The citizens of Grenada are wary, and deeply concerned about the reckless manner in which the government is dealing with state assets. For years, Dr Mitchell and his administration have been disposing of national assets in a very loose and covert manner. Many a time, these dealings have either been easily forgotten or gone unnoticed by the general public. This is a situation for grave concern, and the consistent restraint symbolises the lack of vigilance and action on the part of the Grenadian people.
For too long, hundreds of acres of lands have been taken away from the people, and handed over to so-called foreign investors. These actions are taken by government without explaining the true nature and terms of such agreements. More times than not these shady deals collapse, leaving heavy burden on taxpayers while adding to the national debt stock.
Most recently government announced a US$2 billion dollars project for the south of the island. This project will no doubt involve a few hundred acres of lands. The people are yet to know whether the lands in question are freely given to the investor or whether the lands are being sold.
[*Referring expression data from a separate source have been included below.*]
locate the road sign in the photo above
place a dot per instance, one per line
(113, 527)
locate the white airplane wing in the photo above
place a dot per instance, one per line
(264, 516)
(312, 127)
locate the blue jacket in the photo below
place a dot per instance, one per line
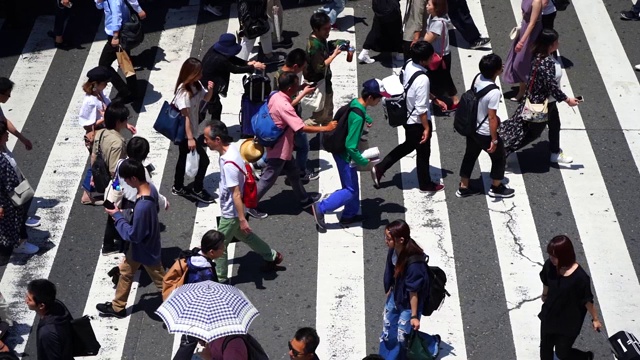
(414, 279)
(144, 231)
(115, 11)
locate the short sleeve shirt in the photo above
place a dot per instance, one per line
(91, 109)
(113, 147)
(184, 101)
(230, 176)
(438, 26)
(489, 101)
(283, 115)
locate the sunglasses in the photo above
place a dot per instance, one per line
(295, 352)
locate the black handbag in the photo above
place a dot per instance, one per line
(84, 339)
(100, 170)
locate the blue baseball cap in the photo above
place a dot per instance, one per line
(375, 87)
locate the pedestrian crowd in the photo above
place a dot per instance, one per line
(274, 131)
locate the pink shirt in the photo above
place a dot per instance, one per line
(283, 114)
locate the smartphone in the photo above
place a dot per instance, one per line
(108, 205)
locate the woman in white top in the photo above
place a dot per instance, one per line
(437, 33)
(189, 95)
(91, 116)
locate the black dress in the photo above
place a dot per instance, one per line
(386, 33)
(564, 310)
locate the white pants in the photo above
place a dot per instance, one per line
(247, 45)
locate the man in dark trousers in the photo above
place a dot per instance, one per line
(462, 20)
(218, 64)
(53, 337)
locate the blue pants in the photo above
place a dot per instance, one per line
(333, 9)
(348, 196)
(395, 328)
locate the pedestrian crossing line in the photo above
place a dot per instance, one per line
(611, 269)
(176, 41)
(54, 198)
(616, 70)
(515, 234)
(29, 74)
(340, 308)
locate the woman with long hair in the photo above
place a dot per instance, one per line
(437, 34)
(189, 94)
(518, 63)
(544, 84)
(566, 298)
(406, 283)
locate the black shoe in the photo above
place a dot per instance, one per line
(629, 15)
(351, 220)
(480, 43)
(203, 196)
(501, 192)
(273, 265)
(464, 192)
(318, 216)
(106, 309)
(114, 274)
(110, 249)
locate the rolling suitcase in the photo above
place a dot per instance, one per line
(624, 345)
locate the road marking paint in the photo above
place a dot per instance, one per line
(29, 74)
(340, 309)
(176, 41)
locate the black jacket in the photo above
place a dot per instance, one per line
(54, 334)
(218, 68)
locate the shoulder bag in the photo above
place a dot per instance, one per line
(437, 60)
(536, 113)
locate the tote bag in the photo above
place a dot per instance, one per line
(170, 122)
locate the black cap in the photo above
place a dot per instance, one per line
(99, 74)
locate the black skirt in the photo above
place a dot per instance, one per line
(385, 34)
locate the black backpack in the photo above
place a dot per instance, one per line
(561, 5)
(384, 8)
(437, 281)
(131, 34)
(254, 349)
(334, 141)
(252, 15)
(465, 120)
(100, 170)
(395, 107)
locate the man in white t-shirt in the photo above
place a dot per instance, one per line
(233, 222)
(486, 136)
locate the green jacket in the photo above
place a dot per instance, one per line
(355, 132)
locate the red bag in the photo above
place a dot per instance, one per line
(250, 189)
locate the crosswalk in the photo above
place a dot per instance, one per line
(491, 251)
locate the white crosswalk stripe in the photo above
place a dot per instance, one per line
(342, 312)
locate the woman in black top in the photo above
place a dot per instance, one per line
(544, 83)
(566, 297)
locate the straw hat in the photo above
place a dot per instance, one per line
(251, 151)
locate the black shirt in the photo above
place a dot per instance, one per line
(564, 310)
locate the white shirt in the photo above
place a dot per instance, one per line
(489, 101)
(183, 101)
(230, 176)
(91, 108)
(418, 94)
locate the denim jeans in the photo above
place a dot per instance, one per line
(333, 9)
(395, 328)
(348, 196)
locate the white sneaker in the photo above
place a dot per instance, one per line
(26, 248)
(215, 10)
(561, 158)
(363, 57)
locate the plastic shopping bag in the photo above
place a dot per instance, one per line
(191, 169)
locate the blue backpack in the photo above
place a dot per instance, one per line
(266, 131)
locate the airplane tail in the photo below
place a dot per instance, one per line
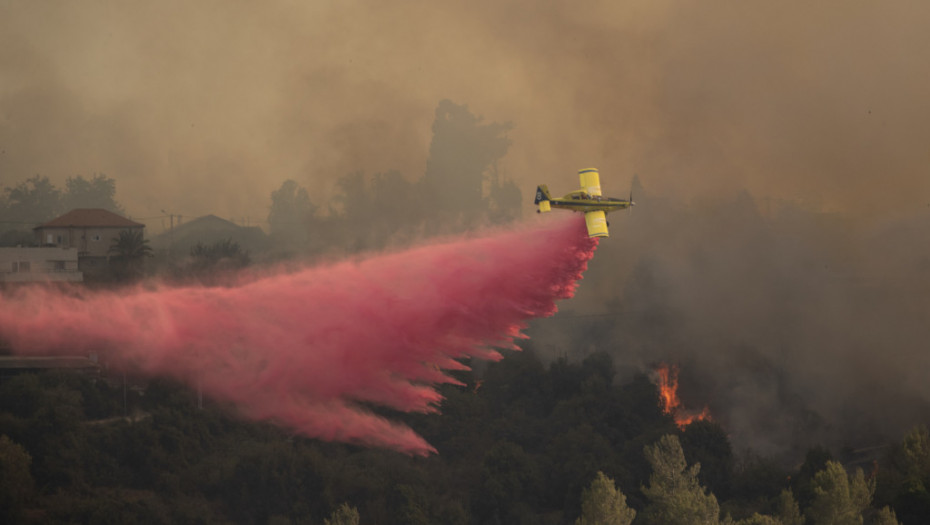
(542, 198)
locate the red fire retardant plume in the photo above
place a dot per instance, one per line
(303, 348)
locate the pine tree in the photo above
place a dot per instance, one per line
(603, 504)
(675, 496)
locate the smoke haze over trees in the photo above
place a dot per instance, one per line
(779, 251)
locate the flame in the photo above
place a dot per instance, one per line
(667, 381)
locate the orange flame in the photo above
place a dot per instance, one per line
(667, 377)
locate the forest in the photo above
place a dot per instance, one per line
(520, 442)
(772, 311)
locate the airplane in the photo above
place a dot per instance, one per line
(587, 200)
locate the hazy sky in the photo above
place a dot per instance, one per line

What is the arrangement made between the government and the investor, in respect to the hundreds of acres of land involved in the project? The people need to know. Is the property sold? If so, how much did the investor pay for the property? Is it a public-private partnership, where government contributes the lands and the investor provides the financing? Then should this be the case, what percentages of the share will government own on the investment?
How much concession is government willing to compromise on this project and for how long? Any government worth its salt should be willing to provide these answers to their trustee without having to demand it from the people who voted them to act on their behalf.
The authorities are often found rabble rousing, trying to stir up public emotion after those deals are already negotiated and settled. The present fight for Camerhogne Park is a typical example of a government that is out of touch with the will and wishes of its people. A petition of over 15,000 signatures to save Camerhogne Park for use by Grenadians has been simply brushed aside as not being legitimate. Instead what the authorities see as legitimate is the selection of a committee to look at the ramification of the project and mediate the way forward.
After almost 20 years of corruption and victimisation against the people of Grenada, it is inconceivable that the NNP administration is now boasting of having all stakeholders under their wings supporting all their policy agenda. This includes some of the NNP’s most former bitter political enemies.
Let me interject, a word to the wise is sufficient… if this administration’s track record means nothing to all stakeholders who are presently colluding with Dr. Mitchell to keep him in power and create further hardship for Grenadian and Grenadians.
How can the global community be motivated to come to our assistance to offer budgetary support to a country led by an administration that they have little or no faith in? This must be the context and picture from which the social partners must view the current saturation, and not for just selfish and political gains or reasons.
The National Democratic Congress has had many challenges in the past trying to restore Grenada creditworthiness from the mutilation inflicted by the New National Party administration’s poor leadership of the economy. Due to the lack of public knowledge of the economy, the real benefits of such efforts often times go to waste.
Dr Mitchell’s New National Party is a ruthless political party that will stop at nothing to gain and maintain political power. The NNP mantra of jobs and more jobs and zero taxation has helped them to win many elections leaving behind huge trail of debts of unmanageable proportions, which resulted in the detriment of the country and the people.
For the first time in his reign, Dr Mitchell is being boxed in by the IMF. This resulted from his refusal to pay external creditors. Had he not submitted to the IMF, no credible financial institution was willing to sit or listen to him on the basis of his extremely poor management record. He anticipates at the end of the IMF program later this year, he will squander some of the gains realised from the painful sacrifice Grenadians were asked to make during two-and-a-half years in an effort to hoodwink the electorate.
It will be remiss of me not to call upon Grenadians to become more political astute by getting more involved and engaged in the political process, to first bring an end to the politics of spite and victimisation and work towards the types of changes needed to take the country into the future and live the Grenadian dream.